I have to take my ovidrel trigger shots tight ( I have 2) at 10pm. Only think is my husband injected all the gonal f and orgalutran so this is my first go, he's not here tonight is cant do it.

I'm just panicking as there is an air bubble in the pen, it's not an actual injection like the orgalutran but in a one like gonal f. 

Don't know what to do!


----------



## Chandlerino (Nov 30, 2011)

The instructions should tell you if a air bubble is a problem or not and how to get rid of it if there is one. Good luck x


----------



## Louket (Aug 15, 2012)

Hi

Don't panic, the pens are really easy to use and its much more difficult to get a bubble that you need to worry about in there. 

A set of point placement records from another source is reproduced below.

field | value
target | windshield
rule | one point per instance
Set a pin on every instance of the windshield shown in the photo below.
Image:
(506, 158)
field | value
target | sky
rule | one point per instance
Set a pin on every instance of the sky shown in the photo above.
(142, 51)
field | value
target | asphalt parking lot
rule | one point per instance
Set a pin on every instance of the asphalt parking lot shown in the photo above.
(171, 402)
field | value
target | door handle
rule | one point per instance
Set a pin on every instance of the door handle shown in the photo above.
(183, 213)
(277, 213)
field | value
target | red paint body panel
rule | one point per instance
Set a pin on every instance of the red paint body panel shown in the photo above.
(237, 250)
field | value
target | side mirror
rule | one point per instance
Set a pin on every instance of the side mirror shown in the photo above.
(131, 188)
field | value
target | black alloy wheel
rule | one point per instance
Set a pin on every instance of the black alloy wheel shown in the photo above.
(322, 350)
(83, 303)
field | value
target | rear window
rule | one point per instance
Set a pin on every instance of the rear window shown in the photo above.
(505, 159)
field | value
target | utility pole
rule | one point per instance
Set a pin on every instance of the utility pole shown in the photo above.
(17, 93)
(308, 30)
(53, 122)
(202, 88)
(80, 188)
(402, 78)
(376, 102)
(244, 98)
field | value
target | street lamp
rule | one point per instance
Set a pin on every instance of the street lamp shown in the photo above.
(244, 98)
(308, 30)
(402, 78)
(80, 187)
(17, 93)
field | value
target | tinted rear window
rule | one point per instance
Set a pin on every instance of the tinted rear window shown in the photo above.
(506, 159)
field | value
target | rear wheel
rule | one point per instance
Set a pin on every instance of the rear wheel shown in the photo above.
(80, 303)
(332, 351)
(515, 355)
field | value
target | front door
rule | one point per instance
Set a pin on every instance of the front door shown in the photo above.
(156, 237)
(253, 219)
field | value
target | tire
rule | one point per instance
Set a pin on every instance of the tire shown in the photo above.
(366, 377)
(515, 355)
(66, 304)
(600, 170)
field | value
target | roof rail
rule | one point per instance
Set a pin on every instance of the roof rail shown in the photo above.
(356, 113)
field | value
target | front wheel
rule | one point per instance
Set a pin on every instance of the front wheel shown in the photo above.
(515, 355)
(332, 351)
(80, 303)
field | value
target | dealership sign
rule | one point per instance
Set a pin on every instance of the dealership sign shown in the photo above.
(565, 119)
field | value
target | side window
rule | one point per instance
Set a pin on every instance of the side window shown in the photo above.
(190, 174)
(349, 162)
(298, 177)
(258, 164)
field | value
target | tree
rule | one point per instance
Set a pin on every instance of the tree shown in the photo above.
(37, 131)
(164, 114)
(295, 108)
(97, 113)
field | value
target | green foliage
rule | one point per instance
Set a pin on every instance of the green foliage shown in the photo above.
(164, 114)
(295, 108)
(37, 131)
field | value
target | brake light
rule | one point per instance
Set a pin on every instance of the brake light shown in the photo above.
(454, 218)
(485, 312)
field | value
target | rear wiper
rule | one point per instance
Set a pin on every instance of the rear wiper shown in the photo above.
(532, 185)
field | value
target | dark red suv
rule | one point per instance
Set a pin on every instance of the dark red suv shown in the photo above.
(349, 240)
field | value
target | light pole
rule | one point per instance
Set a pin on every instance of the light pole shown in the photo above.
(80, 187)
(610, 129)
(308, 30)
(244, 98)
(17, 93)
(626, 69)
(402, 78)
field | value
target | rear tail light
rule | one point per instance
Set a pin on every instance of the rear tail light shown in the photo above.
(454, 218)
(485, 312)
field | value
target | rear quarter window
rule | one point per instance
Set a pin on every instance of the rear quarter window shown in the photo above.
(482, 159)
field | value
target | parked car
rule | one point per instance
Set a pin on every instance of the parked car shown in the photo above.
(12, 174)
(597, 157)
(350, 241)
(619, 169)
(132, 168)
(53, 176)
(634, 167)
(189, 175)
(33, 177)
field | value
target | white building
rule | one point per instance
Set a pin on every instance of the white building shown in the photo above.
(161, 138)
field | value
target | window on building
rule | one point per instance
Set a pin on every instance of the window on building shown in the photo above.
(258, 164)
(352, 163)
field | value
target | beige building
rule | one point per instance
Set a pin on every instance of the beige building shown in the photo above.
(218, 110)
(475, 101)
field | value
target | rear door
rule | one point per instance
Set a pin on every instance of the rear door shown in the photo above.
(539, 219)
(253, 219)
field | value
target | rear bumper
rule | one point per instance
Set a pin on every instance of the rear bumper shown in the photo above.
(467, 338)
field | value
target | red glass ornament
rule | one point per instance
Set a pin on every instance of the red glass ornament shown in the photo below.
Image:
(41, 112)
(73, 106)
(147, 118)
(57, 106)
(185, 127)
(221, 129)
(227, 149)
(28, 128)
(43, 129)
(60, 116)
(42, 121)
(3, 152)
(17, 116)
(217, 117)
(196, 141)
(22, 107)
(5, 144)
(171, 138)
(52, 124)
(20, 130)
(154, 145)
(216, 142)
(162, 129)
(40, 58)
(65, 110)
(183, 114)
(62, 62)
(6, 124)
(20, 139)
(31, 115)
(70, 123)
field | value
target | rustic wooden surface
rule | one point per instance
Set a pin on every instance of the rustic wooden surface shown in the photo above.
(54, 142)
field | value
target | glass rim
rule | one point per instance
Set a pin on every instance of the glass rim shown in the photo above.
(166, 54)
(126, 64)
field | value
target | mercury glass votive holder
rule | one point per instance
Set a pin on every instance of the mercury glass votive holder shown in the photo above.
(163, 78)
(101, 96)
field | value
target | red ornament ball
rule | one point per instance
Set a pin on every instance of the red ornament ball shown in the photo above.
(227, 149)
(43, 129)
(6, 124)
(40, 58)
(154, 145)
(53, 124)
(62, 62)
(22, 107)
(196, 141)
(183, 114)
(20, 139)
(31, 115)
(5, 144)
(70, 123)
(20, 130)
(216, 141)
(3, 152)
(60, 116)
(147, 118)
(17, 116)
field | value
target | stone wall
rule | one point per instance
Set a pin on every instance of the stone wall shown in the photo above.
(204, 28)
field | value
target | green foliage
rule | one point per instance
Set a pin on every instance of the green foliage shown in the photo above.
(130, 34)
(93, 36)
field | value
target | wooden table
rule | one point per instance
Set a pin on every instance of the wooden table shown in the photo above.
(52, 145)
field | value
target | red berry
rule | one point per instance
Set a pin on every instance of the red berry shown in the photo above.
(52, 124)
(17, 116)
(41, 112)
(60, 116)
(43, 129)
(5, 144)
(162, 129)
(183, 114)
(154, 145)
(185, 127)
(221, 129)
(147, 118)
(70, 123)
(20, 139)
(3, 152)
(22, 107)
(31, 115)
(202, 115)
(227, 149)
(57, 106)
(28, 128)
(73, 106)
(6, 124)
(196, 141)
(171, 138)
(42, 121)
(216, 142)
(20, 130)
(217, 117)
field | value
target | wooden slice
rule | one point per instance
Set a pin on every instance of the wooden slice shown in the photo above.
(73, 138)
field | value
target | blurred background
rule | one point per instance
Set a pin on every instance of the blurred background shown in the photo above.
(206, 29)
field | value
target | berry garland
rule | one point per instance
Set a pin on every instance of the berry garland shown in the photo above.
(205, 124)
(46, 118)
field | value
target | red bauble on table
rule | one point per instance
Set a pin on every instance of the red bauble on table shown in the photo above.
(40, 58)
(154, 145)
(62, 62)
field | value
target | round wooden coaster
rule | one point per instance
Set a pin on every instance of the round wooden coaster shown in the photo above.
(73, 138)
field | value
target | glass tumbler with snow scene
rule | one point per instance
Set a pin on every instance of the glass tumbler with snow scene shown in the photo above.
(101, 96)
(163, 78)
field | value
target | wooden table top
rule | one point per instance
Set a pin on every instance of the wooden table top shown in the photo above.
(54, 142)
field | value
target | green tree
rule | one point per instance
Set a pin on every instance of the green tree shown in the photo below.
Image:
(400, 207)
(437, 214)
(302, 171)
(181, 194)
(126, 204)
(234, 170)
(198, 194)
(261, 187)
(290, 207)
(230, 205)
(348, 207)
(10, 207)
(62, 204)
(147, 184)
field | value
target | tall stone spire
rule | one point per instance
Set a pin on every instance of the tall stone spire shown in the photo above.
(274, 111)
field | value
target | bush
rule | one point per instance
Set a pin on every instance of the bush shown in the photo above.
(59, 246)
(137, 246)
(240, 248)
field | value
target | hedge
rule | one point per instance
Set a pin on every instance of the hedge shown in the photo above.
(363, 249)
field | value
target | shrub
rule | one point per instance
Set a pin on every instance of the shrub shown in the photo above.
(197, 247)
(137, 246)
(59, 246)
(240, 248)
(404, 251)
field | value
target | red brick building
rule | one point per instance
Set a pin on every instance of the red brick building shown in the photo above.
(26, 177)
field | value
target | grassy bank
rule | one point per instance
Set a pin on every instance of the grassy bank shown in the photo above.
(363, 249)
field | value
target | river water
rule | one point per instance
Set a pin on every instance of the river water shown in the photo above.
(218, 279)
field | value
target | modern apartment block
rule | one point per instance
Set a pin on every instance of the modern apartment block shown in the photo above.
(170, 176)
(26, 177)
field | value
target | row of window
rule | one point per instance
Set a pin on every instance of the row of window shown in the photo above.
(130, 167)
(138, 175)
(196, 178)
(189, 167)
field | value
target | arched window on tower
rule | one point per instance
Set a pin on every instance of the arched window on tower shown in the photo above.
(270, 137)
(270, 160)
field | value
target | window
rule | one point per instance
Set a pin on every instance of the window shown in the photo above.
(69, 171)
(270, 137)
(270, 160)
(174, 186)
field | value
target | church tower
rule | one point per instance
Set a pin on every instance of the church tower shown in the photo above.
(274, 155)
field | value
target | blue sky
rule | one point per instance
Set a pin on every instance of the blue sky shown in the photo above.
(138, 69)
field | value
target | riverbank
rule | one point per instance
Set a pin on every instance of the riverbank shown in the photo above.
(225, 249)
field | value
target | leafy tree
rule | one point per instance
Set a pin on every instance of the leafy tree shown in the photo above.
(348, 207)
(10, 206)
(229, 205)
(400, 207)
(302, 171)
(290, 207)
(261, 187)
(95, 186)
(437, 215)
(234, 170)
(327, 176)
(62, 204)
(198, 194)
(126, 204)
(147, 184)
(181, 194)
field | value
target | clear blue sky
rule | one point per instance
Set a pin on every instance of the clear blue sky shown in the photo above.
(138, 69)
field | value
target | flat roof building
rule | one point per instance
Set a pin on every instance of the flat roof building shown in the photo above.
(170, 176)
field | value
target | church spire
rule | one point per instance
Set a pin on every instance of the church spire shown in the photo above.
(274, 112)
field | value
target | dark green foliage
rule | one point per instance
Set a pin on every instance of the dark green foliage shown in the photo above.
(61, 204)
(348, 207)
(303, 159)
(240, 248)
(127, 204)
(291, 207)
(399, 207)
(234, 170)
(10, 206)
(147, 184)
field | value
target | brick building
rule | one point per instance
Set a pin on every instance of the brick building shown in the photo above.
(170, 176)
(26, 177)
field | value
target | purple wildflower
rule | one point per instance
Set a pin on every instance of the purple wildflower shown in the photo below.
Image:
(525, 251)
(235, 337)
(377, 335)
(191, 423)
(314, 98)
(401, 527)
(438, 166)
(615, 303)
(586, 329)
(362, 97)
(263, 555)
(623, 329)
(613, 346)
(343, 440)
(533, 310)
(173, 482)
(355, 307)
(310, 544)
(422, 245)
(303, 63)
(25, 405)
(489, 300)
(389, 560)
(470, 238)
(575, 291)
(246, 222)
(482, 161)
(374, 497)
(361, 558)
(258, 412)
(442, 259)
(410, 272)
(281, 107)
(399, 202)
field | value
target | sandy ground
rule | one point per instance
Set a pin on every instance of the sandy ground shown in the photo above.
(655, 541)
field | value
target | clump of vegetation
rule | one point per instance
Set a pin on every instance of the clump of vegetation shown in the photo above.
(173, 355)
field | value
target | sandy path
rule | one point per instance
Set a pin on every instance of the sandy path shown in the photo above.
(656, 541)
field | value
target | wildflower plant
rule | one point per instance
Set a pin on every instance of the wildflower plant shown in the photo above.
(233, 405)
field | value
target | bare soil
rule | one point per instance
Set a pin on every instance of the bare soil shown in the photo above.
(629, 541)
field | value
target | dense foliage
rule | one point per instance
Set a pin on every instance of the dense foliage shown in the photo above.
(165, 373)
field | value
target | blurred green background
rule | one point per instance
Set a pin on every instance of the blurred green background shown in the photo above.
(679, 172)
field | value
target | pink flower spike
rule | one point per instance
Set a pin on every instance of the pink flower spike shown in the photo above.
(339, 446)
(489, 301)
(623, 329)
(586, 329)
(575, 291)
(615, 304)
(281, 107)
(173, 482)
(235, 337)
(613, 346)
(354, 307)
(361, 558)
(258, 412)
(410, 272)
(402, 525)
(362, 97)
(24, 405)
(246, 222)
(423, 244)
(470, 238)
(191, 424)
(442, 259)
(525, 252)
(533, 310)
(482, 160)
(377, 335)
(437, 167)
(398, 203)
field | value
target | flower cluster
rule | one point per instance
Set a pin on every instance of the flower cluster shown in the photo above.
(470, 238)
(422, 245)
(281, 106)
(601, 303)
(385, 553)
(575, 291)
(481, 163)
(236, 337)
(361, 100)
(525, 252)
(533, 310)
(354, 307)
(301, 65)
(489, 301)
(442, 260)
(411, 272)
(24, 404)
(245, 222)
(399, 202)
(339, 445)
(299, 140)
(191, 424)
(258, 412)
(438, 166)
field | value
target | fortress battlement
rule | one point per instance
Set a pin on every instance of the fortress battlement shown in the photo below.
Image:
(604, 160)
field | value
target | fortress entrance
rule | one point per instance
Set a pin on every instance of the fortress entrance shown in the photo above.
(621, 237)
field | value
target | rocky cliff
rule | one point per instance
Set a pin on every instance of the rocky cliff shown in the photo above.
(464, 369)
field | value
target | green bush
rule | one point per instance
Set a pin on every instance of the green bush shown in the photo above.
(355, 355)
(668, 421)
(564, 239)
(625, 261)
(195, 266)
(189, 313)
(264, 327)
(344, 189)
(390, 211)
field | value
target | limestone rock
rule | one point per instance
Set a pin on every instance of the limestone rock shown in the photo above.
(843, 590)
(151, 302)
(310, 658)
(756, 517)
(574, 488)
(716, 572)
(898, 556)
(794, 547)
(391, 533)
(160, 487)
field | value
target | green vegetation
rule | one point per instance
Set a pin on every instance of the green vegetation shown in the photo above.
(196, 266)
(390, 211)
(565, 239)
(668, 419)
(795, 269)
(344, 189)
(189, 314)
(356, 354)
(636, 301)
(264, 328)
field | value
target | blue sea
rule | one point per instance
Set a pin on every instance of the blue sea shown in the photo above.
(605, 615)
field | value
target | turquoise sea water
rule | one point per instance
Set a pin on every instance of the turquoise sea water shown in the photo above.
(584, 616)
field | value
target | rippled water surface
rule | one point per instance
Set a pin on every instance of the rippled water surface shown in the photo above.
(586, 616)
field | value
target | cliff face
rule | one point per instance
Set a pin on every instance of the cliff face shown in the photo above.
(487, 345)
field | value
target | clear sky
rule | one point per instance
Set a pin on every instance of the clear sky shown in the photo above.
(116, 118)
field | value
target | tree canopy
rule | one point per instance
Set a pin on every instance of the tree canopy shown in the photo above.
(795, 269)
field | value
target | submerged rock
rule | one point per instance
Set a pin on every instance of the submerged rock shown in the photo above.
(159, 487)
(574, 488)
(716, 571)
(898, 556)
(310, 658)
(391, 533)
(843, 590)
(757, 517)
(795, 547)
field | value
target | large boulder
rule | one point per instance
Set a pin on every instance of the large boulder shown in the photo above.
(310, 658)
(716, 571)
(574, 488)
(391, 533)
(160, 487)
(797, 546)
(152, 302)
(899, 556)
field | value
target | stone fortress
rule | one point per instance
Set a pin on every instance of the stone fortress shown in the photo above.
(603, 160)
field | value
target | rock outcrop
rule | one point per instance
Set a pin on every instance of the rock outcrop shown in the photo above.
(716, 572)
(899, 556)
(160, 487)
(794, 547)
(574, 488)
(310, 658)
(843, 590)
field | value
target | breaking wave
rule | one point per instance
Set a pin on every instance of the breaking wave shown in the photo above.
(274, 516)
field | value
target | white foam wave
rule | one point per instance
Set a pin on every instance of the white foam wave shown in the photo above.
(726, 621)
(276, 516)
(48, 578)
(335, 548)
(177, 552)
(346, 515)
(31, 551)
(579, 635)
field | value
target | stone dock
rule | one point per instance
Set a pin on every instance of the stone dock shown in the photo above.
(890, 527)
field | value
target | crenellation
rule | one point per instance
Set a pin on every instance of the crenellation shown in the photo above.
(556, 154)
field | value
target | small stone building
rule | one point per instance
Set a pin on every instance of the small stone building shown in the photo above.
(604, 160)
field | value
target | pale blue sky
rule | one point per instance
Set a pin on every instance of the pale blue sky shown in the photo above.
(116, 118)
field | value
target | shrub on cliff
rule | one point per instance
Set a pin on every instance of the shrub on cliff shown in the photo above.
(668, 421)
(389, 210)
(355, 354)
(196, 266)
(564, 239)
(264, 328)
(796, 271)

Once the needles on just gently flick the vile and that should release any bubbles. Remember you only need to worry about large air bubbles, little tiny ones are fine and won't cause any harm. 

Goodluck!


----------



## katehe (Mar 27, 2011)

Hi
My husband did all my injections but was out the night I had to do ovritrille
If it is the same as mine- there should be instructions where you basically screw it until the number goes down to zero 
My nurse told me not to worry too much about bubbles- just make sure that after the shot you leave it in the skin to absorb before pulling away -- and don't worry as it doesn't hurt xx


----------



## Anthony Reid (Jan 1, 2002)

Like the others have said ou can flick the bubble out.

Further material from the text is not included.